2. Scatterplots (Off-Diagonal Plots)
The off-diagonal plots show scatterplots of the relationships between pairs of variables:
Rank vs Sales (NA_Sales, EU_Sales, JP_Sales, Other_Sales, Global_Sales)
- There is a clear negative trend: better-ranked games (lower rank) tend to have higher sales across all regions and globally.
- The scatterplots are dense at the lower sales levels, with outliers showing games with exceptionally high sales.
Year vs Sales
- There is no strong pattern between release year and sales. However:
- A slight increase in sales is observed for games released in the early 2000s to early 2010s.

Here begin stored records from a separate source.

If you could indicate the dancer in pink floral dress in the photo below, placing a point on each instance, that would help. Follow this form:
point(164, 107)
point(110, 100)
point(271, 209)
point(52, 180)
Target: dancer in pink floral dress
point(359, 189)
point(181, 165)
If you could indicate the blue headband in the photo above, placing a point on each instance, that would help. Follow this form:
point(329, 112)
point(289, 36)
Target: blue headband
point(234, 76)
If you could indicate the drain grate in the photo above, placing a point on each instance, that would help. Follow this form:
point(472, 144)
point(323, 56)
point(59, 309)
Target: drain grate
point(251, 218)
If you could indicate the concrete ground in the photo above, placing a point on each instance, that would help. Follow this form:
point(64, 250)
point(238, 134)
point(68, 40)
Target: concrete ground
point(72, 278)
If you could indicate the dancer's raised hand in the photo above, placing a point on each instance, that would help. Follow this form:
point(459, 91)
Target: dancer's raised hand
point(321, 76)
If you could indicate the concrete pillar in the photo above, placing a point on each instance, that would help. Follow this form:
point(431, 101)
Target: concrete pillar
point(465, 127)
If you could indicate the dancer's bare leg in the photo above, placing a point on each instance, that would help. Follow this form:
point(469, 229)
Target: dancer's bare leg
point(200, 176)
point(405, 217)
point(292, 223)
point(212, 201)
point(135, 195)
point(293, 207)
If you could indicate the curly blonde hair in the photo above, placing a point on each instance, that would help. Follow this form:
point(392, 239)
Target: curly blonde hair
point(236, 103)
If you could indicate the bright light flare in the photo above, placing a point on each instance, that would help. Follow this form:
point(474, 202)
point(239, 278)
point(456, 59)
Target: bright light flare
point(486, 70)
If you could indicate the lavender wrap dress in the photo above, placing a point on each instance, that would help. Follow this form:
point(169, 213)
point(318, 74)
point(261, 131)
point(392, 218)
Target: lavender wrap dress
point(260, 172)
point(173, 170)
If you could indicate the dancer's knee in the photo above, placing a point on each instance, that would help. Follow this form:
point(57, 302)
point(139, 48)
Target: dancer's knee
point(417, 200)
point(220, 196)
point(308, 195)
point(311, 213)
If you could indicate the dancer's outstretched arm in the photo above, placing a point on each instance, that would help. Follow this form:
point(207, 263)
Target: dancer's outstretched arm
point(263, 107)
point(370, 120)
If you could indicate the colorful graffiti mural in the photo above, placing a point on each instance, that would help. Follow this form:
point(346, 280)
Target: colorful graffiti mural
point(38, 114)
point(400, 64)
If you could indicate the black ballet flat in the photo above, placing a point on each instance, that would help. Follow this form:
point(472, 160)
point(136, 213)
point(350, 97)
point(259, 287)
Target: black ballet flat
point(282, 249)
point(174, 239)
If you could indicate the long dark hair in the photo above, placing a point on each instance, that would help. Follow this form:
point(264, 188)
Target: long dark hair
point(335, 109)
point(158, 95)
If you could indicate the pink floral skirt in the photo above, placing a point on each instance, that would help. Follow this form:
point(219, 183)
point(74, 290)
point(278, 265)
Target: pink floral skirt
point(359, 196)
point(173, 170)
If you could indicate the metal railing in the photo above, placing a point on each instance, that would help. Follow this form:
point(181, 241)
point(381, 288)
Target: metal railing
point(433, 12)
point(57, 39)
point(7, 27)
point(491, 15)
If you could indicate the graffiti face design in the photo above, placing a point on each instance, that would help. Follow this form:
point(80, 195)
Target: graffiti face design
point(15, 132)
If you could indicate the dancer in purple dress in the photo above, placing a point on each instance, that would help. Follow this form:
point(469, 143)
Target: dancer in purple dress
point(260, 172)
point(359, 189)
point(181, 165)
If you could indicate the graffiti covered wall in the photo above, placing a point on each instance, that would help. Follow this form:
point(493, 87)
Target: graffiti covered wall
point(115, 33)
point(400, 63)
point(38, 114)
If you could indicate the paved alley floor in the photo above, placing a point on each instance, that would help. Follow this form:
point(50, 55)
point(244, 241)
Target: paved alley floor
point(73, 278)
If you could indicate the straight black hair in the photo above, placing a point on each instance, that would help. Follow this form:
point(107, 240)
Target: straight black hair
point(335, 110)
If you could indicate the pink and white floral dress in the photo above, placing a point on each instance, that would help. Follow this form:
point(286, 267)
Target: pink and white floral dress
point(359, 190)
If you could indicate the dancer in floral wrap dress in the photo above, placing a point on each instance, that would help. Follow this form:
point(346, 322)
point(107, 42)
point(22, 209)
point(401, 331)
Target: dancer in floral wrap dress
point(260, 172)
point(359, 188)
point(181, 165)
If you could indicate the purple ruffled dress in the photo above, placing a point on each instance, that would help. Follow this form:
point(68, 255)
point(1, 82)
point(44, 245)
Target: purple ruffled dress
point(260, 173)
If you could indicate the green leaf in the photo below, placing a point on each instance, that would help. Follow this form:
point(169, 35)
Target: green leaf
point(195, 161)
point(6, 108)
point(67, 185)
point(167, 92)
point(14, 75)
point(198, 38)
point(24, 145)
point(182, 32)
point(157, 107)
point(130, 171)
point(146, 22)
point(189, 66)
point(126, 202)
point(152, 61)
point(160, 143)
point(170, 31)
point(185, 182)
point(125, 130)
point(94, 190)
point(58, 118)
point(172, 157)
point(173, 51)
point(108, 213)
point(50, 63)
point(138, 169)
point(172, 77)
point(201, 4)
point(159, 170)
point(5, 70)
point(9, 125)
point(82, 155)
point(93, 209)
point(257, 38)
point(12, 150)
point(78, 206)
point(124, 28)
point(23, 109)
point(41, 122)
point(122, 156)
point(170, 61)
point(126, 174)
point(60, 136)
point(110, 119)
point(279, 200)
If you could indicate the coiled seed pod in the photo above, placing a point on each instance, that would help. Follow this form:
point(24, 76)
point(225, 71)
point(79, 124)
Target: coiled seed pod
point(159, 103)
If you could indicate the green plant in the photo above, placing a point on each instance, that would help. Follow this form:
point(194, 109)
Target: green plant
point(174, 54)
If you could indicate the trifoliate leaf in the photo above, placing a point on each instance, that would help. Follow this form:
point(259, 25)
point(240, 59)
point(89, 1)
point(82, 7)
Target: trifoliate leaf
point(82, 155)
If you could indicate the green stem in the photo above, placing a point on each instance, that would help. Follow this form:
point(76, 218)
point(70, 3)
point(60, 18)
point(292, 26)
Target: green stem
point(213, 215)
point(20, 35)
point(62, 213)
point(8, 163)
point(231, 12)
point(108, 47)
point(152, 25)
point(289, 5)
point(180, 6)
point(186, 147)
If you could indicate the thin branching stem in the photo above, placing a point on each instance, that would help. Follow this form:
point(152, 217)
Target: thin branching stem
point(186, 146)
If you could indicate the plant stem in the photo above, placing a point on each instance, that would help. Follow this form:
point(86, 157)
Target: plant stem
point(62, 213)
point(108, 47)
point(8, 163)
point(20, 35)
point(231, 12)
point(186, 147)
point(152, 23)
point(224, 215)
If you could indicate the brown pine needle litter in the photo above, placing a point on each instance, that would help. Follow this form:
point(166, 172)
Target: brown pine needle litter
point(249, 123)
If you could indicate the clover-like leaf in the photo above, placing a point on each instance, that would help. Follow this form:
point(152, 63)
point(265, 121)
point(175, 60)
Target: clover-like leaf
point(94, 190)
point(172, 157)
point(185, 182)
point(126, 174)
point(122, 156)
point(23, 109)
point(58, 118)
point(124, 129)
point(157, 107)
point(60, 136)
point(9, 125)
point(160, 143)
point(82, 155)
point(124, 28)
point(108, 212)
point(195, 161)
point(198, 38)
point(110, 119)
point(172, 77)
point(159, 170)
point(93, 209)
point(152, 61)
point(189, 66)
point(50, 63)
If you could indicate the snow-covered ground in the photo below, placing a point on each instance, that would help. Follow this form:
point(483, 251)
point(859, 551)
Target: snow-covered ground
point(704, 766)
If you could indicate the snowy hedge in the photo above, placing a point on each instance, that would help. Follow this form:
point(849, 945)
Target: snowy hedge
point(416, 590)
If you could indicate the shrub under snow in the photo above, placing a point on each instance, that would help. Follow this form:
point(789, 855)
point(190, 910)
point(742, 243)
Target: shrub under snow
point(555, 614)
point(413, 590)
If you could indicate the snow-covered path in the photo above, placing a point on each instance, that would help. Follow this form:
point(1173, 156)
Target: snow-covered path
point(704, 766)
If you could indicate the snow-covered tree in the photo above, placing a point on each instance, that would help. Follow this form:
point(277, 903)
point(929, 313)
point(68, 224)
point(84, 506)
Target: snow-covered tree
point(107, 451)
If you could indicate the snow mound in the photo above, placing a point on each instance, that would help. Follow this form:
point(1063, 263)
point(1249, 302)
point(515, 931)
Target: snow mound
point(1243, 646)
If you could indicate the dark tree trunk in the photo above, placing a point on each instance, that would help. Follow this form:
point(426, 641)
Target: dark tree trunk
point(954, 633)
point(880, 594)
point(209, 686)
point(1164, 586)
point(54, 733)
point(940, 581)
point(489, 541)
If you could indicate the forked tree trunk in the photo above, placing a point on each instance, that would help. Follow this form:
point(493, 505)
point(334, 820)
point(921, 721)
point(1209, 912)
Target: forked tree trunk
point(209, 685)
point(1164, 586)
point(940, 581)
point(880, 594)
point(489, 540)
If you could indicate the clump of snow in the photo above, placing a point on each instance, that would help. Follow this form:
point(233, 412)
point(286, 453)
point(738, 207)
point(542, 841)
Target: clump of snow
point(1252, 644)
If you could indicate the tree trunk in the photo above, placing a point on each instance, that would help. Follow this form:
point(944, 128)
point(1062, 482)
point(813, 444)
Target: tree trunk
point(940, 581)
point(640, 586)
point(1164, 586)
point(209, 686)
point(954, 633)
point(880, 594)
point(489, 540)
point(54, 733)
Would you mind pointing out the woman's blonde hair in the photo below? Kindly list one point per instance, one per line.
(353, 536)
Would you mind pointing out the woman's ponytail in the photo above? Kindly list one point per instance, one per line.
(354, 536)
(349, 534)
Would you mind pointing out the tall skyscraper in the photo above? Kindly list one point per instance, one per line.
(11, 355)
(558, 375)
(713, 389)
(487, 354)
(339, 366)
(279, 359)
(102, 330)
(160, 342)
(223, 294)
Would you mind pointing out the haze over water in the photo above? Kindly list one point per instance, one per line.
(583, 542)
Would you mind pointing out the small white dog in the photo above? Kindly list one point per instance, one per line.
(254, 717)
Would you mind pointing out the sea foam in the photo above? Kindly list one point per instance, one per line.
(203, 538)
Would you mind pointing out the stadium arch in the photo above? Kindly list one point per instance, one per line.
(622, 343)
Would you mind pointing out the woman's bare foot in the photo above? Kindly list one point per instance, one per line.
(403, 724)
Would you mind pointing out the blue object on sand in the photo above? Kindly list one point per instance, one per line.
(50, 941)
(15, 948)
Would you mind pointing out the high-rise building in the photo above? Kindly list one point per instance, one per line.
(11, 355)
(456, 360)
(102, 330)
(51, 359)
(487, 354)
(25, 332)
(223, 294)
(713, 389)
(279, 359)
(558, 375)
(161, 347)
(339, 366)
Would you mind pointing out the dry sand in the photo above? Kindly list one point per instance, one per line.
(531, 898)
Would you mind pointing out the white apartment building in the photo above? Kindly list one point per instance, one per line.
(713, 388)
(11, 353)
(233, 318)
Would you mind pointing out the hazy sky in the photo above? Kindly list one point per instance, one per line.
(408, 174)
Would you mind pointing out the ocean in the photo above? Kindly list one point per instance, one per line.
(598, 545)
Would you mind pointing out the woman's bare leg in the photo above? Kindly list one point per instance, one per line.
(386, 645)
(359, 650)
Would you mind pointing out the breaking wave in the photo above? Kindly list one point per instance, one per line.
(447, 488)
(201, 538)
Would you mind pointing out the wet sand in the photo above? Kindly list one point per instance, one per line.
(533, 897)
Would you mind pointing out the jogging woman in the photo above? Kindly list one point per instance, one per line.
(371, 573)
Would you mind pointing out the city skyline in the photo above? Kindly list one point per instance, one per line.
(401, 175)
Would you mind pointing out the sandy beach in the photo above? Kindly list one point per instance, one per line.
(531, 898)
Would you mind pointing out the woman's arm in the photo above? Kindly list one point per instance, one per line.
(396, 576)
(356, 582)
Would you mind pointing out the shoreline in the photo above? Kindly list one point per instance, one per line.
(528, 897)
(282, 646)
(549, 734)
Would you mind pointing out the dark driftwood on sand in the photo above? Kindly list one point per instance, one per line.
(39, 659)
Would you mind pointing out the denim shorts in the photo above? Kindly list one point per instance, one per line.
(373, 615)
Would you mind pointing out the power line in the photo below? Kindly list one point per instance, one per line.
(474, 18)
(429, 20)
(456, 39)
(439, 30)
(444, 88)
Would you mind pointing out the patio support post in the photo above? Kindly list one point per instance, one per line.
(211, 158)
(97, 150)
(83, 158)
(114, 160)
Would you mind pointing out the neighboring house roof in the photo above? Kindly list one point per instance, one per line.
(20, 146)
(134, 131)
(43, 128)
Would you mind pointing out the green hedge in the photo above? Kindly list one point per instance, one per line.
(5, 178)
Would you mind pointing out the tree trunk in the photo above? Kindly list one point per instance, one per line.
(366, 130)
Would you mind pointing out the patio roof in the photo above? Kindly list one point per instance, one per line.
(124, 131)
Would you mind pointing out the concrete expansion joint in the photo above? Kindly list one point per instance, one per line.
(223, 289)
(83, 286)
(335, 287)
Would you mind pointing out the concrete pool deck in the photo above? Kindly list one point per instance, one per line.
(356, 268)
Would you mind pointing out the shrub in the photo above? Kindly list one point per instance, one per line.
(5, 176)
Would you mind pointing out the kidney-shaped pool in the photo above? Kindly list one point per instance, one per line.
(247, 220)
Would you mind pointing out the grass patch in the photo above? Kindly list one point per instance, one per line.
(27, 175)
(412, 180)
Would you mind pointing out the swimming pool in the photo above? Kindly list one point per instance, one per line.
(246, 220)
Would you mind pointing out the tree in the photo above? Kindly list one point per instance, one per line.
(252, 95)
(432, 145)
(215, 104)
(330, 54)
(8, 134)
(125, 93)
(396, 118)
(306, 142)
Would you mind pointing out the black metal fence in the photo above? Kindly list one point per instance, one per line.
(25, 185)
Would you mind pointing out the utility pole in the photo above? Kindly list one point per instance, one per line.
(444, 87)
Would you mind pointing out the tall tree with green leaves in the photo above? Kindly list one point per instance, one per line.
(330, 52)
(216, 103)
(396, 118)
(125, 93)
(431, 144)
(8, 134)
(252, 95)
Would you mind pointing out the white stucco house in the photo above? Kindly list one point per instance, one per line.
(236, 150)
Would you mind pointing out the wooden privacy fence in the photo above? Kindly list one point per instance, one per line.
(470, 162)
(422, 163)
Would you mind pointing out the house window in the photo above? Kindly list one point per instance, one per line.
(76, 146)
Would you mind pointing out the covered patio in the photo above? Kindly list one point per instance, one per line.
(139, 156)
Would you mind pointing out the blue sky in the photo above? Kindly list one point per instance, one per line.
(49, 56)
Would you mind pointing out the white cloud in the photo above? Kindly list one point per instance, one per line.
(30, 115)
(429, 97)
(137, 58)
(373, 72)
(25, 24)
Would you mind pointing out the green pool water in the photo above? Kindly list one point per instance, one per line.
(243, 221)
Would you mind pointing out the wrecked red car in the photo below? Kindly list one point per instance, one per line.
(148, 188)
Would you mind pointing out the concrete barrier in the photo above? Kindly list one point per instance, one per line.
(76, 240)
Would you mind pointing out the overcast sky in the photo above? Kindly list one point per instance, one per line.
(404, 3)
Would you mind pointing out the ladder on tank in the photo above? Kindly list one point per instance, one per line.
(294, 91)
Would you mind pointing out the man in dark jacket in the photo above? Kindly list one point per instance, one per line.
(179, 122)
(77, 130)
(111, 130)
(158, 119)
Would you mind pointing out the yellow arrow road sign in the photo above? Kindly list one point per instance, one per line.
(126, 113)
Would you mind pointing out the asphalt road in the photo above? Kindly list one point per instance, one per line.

- Sales for older games (pre-1990) and recent games (post-2015) are sparse and lower.
Regional Sales vs Global Sales
- NA_Sales, EU_Sales, JP_Sales, and Other_Sales vs Global_Sales:
- Strong positive linear relationships, especially for North America and Europe, indicating that these regions contribute significantly to global sales.
- Japan's sales show a weaker positive trend compared to other regions.
Regional Sales vs Each Other
- NA_Sales vs EU_Sales: Strong positive trend; games that sell well in North America often perform well in Europe.
- NA_Sales vs JP_Sales / EU_Sales vs JP_Sales: Moderate trends; sales success in North America and Europe is less aligned with Japan.
- Other_Sales vs NA_Sales / EU_Sales: Moderate positive relationships; some correlation exists between these regions and "other" sales.
Key Insights
- Rank as a Predictor of Sales:
- Lower (better) ranks are strongly associated with higher sales globally and in all regions.
- Outliers with very high sales are better ranked.
- Sales Distributions:
- Sales data is heavily skewed, with the majority of games having low sales and a few top-selling games contributing disproportionately.
- Global and Regional Sales Correlations:
- North America and Europe are the strongest contributors to global sales.
- Japan has less alignment with other regions, indicating distinct market preferences.
- Time Trends:
- The dataset contains most games between 2000 and 2015, with fewer games before 1990 or after 2015.
- Sales show minimal dependency on release year, though most high-sales games were released in the early 2000s to early 2010s.
Overall
This pairplot highlights the relationships between variables, confirming:- Strong correlations between global and regional sales.
- A negative relationship between rank and sales.
- Skewed distributions across sales metrics.